Perhaps the most significant revelation was that as early as 2014 there were problems with financing after the ONS changed the classification for the funding infrastructure projects.
The Scottish Futures Trust took a further five years to determine a new model to replace non-profit distributing (NPD) with the mutual investment model (MIM) and get it approved by cabinet.
Ms McAllan’s said: The “reclassification in 2014 of the non-profit distributing (NPD) model” was “quite a turning point.”
She said: “I think it did have an impact on the timetable and I would set that alongside a slight delay in statutory processes as the two reasons that I believe the project has been delayed.”
At one point there was an apparent contradiction in what Ms McAllan said when she insisted that only in late 2022 was it confirmed that the 2025 dualling deadline was unachievable.
But she also argued that the government was obliged to consider private finance initiatives which would put the deadline out of reach – they were considered as early as 2018.
According to her own words, the delays to the project were in part caused by the funding “reclassification” – so her predecessors must have known about the delays and kept quiet or they were not the cause, in which case what did cause the delays?
But perhaps most worryingly of all for campaigners is there will be a review of financing in 2025 – the same year the project was to have been finished – whether it is affordable, sparking the ire of Mr Ewing.
He said: “The capital budget available to the Scottish Government a year is of the order between £4,000 million to £5,000 million. I think it's reasonable to assume that will continue to be the case.
“So by 2035 that suggests that there's a total of £40,000-50,000 000 million available in the capital budget, the Highlands is wanting £3.7 billion, which is less than 10 percent of that.
"So why is the Scottish Government not making a clear, cast-iron commitment that if MIM proves to be too expensive for the reasons that you've set out that there will be a clear guarantee that a sum less than one tenth of the total capital will be available for the Highlands
"Particularly since, and this is just a matter of fact, there has been hardly any spend on the Highland since devolution – all the money has gone elsewhere. We've had a couple of roundabouts and a couple of small sections of dual carriageway.
"Surely the government recognises it's the Highlands turn."
Ms McAllan also responded to claims made by former MSP Alex Neil who was in charge of the project at one stage and said there was clear route to finance and deliver the 2025 deadline.

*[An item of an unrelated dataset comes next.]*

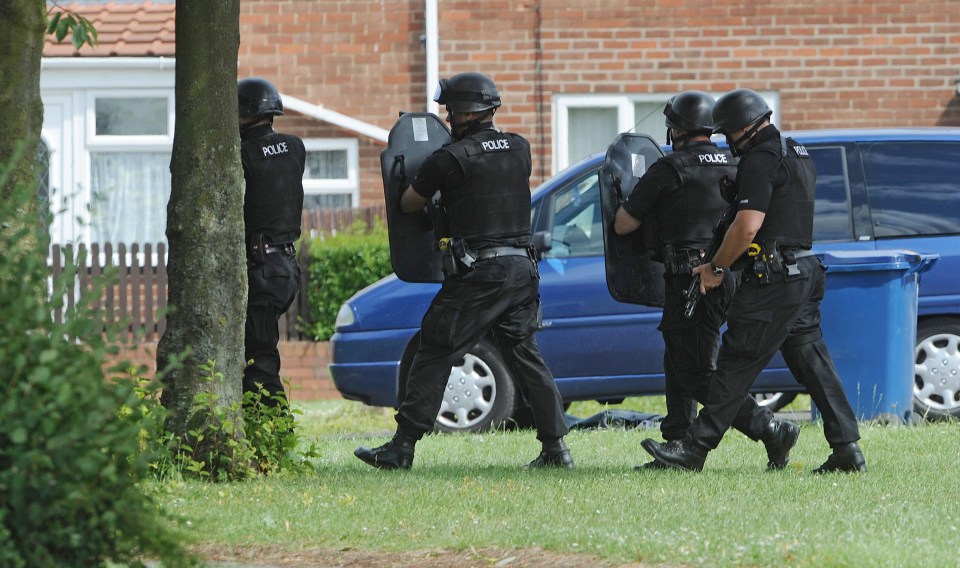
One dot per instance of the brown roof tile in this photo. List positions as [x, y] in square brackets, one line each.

She said “I think the advice that he received was ‘yes, minister, this is how we are taking it forward, this is how we propose to do it’ but it was also quite heavily caveated by the great many things to be worked out here and I think actually some of the other ministers comments on this including Nicola Sturgeon’s are helpful hopefully to the committee.
“Because I think that she's pointing out that Mr Neal was absolutely correct to say that for his purposes at that time funding had been identified but I think what Ms Sturgeon's view of that was that ‘well, that was for one to two year period during a long project’ and that's not uncommon for major projects.
“Very seldom at the very beginning of such a complex project will you have certainty over delivery and funding right through to the end but that's what it was, it was Mr. Neil’s impression of that one to two-year period rather than the whole thing.
Mr Ewing said: “Well, I hear what you are saying, cabinet secretary, but I'm just not convinced because there was a complete failure to adhere to the very clear schedule of works and programming because it set out in which year every section would be done. That was completely abandoned.
The transport secretary answered: "I don't deny that there were delays, Mr. Ewing, I think what I would say is the principal reason for that were the two things that I pointed out to the convener, firstly, the ONS classification of the price of the not-for-profit distribution model in 2014 and the one to two year delay on statutory processes."